Du «  Journal de la Meurthe et des Vosges » :
«  Les vitraux de Saint-Epvre, réduits en miettes par le bombardement du zeppelin, étaient l'oeuvre de Carl Geyling, de Vienne. Il y en avait 72, qui coûtèrent 300.000 fr. au curé Trouillet et qui datent de 1867. Le plus célèbre était celui offert par François-Joseph et représentant saint François et sainte Elisabeth de Hongrie.
Ces vitraux furent exposés à Vienne et rapportèrent beaucoup d'argent à l'intrépide curé-bâtisseur.
Les vitraux anéantis en tout ou en partie sont : saint Léon IX et Pie IX, saint Henri, saint Gabriel, saint François, sainte Elisabeth, saint Ferdinand, sainte Marguerite. saint Hubert, sainte Anne, saint Paulin, saint Léopold, saint Ferdinand, sainte Madeleine, saint Mathieu, saint Luc, etc., etc.
Il semble bien qu'aucune verrière n'est intacte, et qu'il faudra des années pour refaire tout cet ensemble artistique.
On pourra, il faut l'espérer, remettre provisoirement en verre blanc ces grandes baies de Saint-Epvre, au moins pour le printemps prochain.
Les admirateurs nancéiens de François-Joseph peuvent être satisfaits maintenant... le vilain sire, l'être ignoble qui a déchaîné tous ces crimes et ces monstruosités a mis le couronnement à sa honte !
Qu'il soit maudit par toute la Lorraine, par toute la France, par toute la Chrétienté ! »

RÉSUMÉ
DES PRINCIPAUX EVENEMENTS
de Décembre 1914

1er décembre. - Le général Joffre dit aux Alsaciens de la région de Thann : «  Notre retour est définitif. Vous êtes Français pour toujours ». - Le roi George et M. Poincaré se rencontrent sur le front.
2 décembre. - Nos troupes enlèvent Aspach-le-Haut, en Alsace, Lesménils et le Signal de Xon, sur la rive droite de la Moselle, et la Tête de Faux dans les Vosges.

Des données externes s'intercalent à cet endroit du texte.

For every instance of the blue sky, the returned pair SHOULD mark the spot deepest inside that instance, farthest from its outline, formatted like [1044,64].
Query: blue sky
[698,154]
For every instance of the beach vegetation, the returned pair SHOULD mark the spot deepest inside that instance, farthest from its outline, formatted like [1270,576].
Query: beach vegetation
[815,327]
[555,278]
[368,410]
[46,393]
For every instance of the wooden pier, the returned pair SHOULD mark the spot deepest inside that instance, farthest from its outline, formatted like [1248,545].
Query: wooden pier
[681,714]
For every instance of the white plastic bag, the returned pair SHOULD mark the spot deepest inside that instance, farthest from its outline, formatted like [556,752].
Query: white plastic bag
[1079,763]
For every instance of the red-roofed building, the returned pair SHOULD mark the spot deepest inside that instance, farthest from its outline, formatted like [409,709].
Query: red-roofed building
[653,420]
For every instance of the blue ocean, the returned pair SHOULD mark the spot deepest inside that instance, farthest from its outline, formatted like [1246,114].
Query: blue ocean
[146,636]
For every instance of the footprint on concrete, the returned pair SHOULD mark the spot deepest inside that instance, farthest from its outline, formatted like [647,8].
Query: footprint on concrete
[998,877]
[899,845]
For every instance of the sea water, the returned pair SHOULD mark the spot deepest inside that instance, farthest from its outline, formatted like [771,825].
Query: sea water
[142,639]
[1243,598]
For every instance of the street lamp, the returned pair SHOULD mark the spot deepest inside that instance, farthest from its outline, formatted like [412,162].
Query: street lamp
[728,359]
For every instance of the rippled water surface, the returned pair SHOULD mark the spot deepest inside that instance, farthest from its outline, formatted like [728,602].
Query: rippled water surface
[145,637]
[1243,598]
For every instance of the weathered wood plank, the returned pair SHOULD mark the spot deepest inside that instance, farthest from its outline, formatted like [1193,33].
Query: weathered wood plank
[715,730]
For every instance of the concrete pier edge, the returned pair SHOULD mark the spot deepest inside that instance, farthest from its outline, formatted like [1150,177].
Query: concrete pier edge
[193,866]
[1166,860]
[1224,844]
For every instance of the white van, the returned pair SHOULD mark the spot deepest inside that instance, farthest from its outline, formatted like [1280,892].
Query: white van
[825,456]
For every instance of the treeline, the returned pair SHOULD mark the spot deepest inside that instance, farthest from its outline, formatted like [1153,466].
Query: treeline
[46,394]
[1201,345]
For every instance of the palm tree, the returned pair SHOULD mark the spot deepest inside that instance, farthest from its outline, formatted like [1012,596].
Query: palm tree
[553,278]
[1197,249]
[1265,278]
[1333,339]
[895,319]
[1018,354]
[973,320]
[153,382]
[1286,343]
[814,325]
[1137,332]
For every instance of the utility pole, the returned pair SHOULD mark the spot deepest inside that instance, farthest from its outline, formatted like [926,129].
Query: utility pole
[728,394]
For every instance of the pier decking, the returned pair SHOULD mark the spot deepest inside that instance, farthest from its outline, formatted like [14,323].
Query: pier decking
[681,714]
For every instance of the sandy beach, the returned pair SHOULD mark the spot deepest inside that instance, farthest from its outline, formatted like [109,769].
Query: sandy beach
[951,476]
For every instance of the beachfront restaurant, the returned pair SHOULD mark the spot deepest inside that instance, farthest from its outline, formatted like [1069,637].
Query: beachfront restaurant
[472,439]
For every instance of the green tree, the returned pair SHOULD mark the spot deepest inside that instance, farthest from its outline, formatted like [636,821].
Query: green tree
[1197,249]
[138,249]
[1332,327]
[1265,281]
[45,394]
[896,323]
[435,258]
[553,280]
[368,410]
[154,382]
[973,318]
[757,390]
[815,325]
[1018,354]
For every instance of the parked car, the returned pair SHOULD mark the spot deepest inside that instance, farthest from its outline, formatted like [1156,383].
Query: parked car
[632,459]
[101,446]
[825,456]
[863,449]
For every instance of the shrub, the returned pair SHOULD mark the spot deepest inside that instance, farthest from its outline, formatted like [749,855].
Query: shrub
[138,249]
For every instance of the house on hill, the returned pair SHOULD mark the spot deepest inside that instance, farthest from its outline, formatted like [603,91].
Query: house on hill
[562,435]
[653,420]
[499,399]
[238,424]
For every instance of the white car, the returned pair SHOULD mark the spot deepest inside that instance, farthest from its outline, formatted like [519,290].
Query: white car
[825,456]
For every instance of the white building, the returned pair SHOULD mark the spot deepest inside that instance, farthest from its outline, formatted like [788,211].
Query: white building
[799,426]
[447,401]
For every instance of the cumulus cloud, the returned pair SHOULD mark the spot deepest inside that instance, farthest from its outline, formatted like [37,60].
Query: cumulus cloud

7 décembre. - Les Allemands entrent dans Lodz. Les Russes sont devant Cracovie.
8 décembre. - Trois croiseurs allemands sont coulés par les Anglais près des îles Falkland. - Les Serbes reprennent l'offensive et repoussent les Autrichiens.
9 décembre. - Nos aviateurs bombardent Fribourg-en-Brisgau.
14 décembre. - La gare de Commercy est bombardée par des batteries tirant d'une très grande distance. Dégâts insignifiants. - Belgrade est repris par les Serbes. - Un aviateur français incendie un train allemand en gare de Pagny-sur-Moselle.
15 décembre. - Trois croiseurs allemands bombardent Hartlepool et Scarborough. 55 morts, 155 blessés.
17 décembre. - Le protectorat anglais est proclamé en Egypte.
22 décembre. - Rentrée des Chambres.
Déclaration ministérielle. - Un avion allemand jette deux bombes sur Nancy. Pas d'accidents.
26 décembre. - Dans la nuit du 25 au 26 décembre un Zeppelin survolant Nancy lance 18 bombes, qui tuent deux civils. - Saint-Dié est violemment bombardé de 9 heures et demie à 12 heures.
27 décembre. - Un avion allemand lance 4 bombes sur Nancy à midi, et un seconds à 2 heures et demie en lance trois autres ainsi que des fléchettes. Pas d'accidents.